This distribution suggests that, although specialized medical models have recently emerged, general-purpose large AI models still dominate medical bias research. Their prevalence can be attributed to their broader availability, strong baseline performance, and frequent use as reference systems across both general and medical domains.
We further analyze the models in terms of source accessibility. As shown in Figure 8, 69% of the papers (i.e., 49% + 20%) conduct experiments on proprietary models, such as the GPT and Claude series. Notably, 64% of these studies focus on investigating the medical bias of GPT models (e.g., GPT-3.5 and GPT-4). In contrast, 51% of the collected works (i.e., 31% + 20%) examine open-source models, including the LLaMA and Mistral families.

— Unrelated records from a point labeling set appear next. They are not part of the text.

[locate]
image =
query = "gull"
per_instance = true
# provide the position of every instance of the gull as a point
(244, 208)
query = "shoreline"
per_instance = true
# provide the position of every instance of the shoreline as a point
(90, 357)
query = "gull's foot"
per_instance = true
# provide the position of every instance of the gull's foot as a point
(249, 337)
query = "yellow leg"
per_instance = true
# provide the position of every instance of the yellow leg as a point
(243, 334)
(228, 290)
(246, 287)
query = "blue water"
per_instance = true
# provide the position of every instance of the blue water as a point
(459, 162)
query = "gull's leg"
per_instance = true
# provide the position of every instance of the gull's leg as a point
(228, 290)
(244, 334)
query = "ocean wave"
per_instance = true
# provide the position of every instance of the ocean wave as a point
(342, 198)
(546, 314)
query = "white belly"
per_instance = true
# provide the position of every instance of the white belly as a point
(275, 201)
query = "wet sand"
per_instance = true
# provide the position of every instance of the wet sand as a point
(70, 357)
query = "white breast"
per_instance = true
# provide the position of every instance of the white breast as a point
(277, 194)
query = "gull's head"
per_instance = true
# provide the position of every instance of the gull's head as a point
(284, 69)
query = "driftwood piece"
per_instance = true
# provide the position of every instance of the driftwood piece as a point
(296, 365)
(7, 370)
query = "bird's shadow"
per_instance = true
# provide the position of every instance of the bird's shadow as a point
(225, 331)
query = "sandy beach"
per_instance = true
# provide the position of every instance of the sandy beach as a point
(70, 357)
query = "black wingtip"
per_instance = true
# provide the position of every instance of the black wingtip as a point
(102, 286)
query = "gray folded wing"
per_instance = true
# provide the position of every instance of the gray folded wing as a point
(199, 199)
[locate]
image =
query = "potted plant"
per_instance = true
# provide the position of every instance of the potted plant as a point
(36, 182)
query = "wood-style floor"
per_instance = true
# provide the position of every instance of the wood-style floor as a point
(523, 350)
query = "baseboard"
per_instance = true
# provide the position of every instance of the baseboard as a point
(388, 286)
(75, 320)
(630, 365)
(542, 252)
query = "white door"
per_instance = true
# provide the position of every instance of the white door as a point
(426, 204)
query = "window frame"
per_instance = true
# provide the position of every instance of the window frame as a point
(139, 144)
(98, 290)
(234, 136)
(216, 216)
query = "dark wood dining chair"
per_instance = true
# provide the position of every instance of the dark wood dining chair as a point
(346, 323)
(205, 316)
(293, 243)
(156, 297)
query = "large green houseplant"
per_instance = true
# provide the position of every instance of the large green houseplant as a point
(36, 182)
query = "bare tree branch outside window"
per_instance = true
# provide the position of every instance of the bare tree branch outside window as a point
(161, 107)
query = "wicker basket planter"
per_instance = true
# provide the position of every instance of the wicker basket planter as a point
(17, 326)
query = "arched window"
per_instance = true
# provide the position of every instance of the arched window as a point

The overall trend reflects the dual influence of closed- and open-source ecosystems. Proprietary models such as GPT continue to shape the research frontier due to their strong capabilities and easy access via APIs, whereas open-source models, though offering greater flexibility and transparency, remain less accessible because of high computational demands. This imbalance highlights a practical barrier for bias auditing and underscores the need for more open, reproducible resources in medical AI fairness research.
8.1.5. Data Type
As shown in Figure 9, the distribution of datasets in the collected papers exhibits a clear imbalance across data modalities. Text data dominates (44%), reflecting the widespread adoption of large AI models for text-related tasks such as clinical documentation, electronic health record analysis, and medical question answering. This prevalence suggests that current studies are largely driven by the maturity of natural language processing pipelines and the accessibility of textual benchmarks.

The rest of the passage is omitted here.